MANILA, Philippines – The Philippine government has signed a $370-million loan agreement with the World Bank for a project that aims to speed up the process of the country’s program to redistribute land to farmer-beneficiaries, the Department of Finance (DOF) said.
In a statement issued on Monday, the DOF said the loan will be used to expedite the splitting of about 1.4 million hectares of land covered by the Comprehensive Agrarian Reform Program (CARP) and provide individual titles to these parcelized lots to some 750,000 farmer-beneficiaries.
Finance Secretary Carlos Dominguez III and Mr. Achim Fock, who was then the World Bank’s Acting Country Director for Brunei, Malaysia, Philippines, and Thailand, signed the loan agreement last July 14, the department said.
Dominguez said the project called Support to Parcelization of Lands for Individual Titling (SPLIT) of the Department of Agrarian Reform (DAR) will improve the bankability of farmers and enable them to access credit and government assistance.
“It will support our economic recovery program by intensifying assistance to farmers and making agrarian reform beneficiaries (ARBs) more resilient to the economic and social impacts of the COVID-19 (coronavirus disease 2019) pandemic,” Dominguez said.
Under the project, the collective certificate of land ownership awards (CCLOAs) will be divided into individual titles for some 750,000 ARBs to help fulfill the completion of the decades-old CARP.
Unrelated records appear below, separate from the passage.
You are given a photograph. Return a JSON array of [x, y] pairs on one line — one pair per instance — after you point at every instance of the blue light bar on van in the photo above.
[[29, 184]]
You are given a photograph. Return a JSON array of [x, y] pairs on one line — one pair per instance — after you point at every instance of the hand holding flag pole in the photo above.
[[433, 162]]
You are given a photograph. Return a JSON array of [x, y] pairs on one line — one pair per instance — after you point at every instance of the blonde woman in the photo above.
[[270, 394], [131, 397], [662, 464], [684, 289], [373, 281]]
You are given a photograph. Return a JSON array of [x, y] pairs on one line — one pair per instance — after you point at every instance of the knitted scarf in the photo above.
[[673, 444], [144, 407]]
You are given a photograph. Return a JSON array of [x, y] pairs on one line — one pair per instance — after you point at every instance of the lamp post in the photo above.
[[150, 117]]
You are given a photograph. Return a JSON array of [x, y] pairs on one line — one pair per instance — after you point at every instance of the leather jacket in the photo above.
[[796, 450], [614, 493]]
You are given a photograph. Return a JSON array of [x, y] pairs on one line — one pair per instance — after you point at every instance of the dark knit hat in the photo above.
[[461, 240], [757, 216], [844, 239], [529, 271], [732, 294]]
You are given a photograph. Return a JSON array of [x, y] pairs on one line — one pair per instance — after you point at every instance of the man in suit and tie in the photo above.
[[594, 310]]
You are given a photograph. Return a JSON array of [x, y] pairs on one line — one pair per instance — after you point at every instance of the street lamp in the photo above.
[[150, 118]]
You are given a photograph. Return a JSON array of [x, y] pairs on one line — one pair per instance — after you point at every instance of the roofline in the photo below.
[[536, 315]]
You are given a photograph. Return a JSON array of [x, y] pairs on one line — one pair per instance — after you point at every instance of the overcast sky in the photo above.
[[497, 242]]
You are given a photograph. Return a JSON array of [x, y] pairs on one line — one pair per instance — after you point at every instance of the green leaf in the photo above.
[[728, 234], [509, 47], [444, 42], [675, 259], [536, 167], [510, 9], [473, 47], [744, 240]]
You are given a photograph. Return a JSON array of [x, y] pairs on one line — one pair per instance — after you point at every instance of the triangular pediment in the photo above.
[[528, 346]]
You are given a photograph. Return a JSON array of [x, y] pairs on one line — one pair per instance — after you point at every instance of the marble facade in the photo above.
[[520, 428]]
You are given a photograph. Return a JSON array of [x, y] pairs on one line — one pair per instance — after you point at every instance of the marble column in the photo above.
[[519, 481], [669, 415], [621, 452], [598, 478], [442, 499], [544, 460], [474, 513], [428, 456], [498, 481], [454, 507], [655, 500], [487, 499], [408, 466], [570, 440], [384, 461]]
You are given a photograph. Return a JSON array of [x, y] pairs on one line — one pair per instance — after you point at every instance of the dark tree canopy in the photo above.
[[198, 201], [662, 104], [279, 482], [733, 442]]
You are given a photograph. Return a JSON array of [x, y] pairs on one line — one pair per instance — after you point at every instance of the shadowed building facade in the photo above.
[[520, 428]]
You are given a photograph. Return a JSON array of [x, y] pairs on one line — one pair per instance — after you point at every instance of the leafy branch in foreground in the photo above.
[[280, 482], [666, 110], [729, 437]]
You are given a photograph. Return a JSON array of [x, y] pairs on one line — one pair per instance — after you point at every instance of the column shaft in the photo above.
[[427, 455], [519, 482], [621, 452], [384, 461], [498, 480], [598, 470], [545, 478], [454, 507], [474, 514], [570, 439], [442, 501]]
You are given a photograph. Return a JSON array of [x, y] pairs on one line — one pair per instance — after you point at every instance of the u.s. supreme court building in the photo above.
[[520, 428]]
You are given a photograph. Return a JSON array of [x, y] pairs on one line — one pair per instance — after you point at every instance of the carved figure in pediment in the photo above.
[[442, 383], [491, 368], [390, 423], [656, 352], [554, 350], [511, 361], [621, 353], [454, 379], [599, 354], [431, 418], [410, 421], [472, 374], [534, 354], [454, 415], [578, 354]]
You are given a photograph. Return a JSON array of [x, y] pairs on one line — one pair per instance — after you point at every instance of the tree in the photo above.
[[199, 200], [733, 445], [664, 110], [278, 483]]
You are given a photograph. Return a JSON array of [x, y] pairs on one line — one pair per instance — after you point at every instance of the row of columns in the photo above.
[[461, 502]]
The government has redistributed about 4.8 million hectares of land to some 2.8 million ARBs under the agrarian reform program, but only 53 percent were in the form of individual land titles.
The remaining 47 percent or about 2.5 million hectares are CCLOA titles that were issued to groups of ARBs in the 1990s as a temporary measure to fast-track the distribution of land to farmer-beneficiaries, the DOF said.
“Through the project, ARBs will be provided security of tenure by way of issuance of individual titles. If ARBs or members of their family fall ill, clear and valid documentation of their property will allow them to mortgage their land, sell, or pass it on to their family members through inheritance,” it added.
The total cost of the SPLIT Project is US$473.56 million, of which US$370 million will be funded by the World Bank, while the government will provide the counterpart financing for the balance of US$103.56 Million.
The loan deal carries a 29-year maturity period, inclusive of a grace period of 10-and-a-half years, the DOF said.